In the first hour, she had looked around the room for a heavy object with which to smash one of the portholes, so that she could shout for help. But there was nothing in sight. The space she was in was a slice across the back of the boat, a low-ceilinged tapering room with a row of three portholes each side. All the wood had been punctiliously stripped down and varnished to a high sheen. The brass fittings also gleamed immaculately.

The space seemed to be used as some kind of office. On the far wall was a honeycomb of pigeon-holes, from which rolled-up charts neatly protruded. There was a manual typewriter and a pack of Basildon Bond notepaper, the source of the anonymous letter she had received that morning.

In the middle of the room was a large box-like structure, presumably engine-housing from the days when the vessel had been seaworthy. Either side of this were benches screwed down to the floor against inclement weather. More benches ran along the curved sides of the space. Realizing these were storage lockers, Jude had opened them with gleeful anticipation. But they were empty. No convenient blunt instruments in there. It made her wonder whether her imprisonment had been planned.

She had another surge of hope when she found the door on the end wall was not locked, but there too disappointment soon followed. The space behind, in the boat’s tapered stern, had been converted to a washroom, with toilet and basin. While Jude was glad to take advantage of the facility, this room offered her no more than the other had. Two even smaller portholes either side, and nothing more substantial than a plastic lavatory brush with which to attack their thick glass.

There was no way out until her captor wanted her out. And after the reference to what had happened to Roddy Hargreaves, Jude hoped that moment lay a long way away.

Carole would realize something was wrong. Caroled come looking for her. Pity her neighbour wasn’t on speaking terms with Ted Crisp, thought Jude ruefully. He’d be invaluable in a situation like this.
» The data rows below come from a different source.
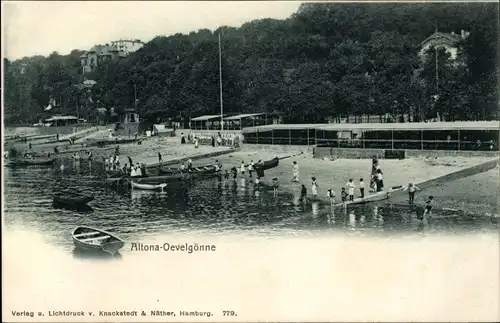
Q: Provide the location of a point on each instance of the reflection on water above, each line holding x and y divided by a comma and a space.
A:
95, 255
214, 206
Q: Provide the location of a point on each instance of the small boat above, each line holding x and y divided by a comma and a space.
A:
71, 198
376, 197
149, 187
32, 161
268, 164
92, 239
196, 170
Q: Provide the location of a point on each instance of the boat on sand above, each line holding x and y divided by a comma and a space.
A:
207, 169
92, 239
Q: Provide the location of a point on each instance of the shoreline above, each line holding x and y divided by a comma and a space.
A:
332, 174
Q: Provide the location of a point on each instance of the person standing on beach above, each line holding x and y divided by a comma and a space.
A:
133, 172
219, 139
350, 189
411, 192
314, 188
295, 172
374, 164
379, 181
138, 170
362, 188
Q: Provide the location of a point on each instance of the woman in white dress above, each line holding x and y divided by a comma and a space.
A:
314, 188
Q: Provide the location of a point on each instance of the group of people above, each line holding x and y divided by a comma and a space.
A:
215, 141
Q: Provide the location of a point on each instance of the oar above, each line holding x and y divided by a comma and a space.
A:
285, 157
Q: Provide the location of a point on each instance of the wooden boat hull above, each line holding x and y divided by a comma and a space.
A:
148, 187
268, 164
195, 170
29, 162
92, 239
376, 197
65, 199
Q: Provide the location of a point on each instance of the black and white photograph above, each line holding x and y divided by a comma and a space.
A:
244, 161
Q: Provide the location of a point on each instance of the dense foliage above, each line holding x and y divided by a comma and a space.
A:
326, 60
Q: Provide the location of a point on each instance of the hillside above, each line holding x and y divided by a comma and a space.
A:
326, 60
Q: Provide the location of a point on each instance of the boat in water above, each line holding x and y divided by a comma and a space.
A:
31, 161
149, 187
205, 169
375, 197
71, 198
92, 239
268, 164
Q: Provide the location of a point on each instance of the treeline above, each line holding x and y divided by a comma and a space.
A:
326, 60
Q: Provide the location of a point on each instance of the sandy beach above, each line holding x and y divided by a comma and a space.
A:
477, 193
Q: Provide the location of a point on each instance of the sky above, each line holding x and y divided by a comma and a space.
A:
41, 27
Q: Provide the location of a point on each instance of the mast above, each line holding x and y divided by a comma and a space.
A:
437, 68
220, 88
After the first shouted exchanges, Jude’s captor had gone silent, refusing to answer her questions and pleadings. Whether she was now alone on the boat, she didn’t know. It had been a long time since she had heard any sounds from the other part of the vessel.
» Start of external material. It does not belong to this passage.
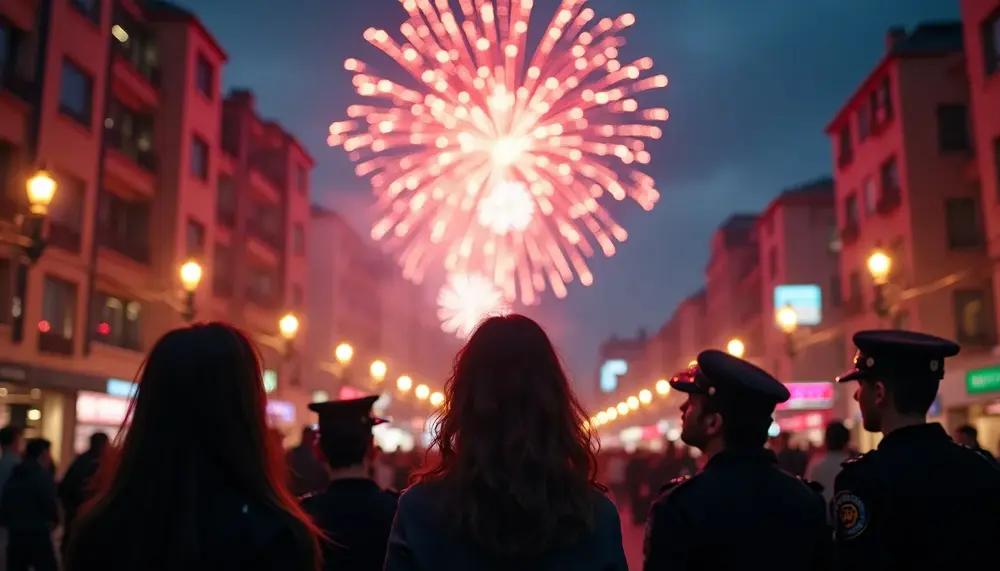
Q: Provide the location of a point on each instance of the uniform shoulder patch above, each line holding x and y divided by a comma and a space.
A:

There was nothing she could do but sit in the office area and wait. Jude hated the sense of impotence. She was used to making her own decisions, organizing her life in her own idiosyncratic way. Now her plans – and even the life itself – were in the hands of someone else.

Before being locked in, Jude would not have thought her captor capable of murder. Now she was less sure. The need to silence her was a very compelling motive – as had been the need to silence Roddy Hargreaves. His fate gave an air of hopelessness to hers.
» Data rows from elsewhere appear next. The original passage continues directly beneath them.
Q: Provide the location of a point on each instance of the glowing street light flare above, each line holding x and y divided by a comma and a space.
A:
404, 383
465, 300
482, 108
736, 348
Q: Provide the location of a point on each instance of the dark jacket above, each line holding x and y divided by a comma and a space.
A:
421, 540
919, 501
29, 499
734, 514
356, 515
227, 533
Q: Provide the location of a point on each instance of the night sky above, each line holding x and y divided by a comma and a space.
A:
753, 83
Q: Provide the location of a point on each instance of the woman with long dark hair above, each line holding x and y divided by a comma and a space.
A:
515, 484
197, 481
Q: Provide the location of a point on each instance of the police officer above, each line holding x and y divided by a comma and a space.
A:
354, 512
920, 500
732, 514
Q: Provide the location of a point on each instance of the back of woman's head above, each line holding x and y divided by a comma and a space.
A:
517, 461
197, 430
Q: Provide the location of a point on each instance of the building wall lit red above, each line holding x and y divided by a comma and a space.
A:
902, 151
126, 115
The July day was almost giving up its struggle against darkness when Jude heard footsteps walking along the towpath towards her prison. She pressed her face against a porthole, but because of the angle couldn’t see much until the walkers were directly alongside her.

Two pairs of feet walking from Fedborough Bridge to the houseboats beyond. Male grubby sweatpants leadingdown to even grubbier trainers. Female leather walking shoes so sensible she recognized them instantly. Carole and Ted. It was Carole and Ted!

Jude hammered against the glass of the porthole until her hand hurt. But the noise didn’t reach them. The footsteps receded.

Never mind, thought Jude, as she sat back, nursing her bruised hand. The direction in which they were walking was a dead end. At some point they’d walk back. Somehow she’d manage to attract their attention then. It was simply a matter of waiting.

A bubble of hope rose within her.

Then she heard a banging on the door which had been locked behind her.

“We’ll be moving soon,” said the voice of her captor.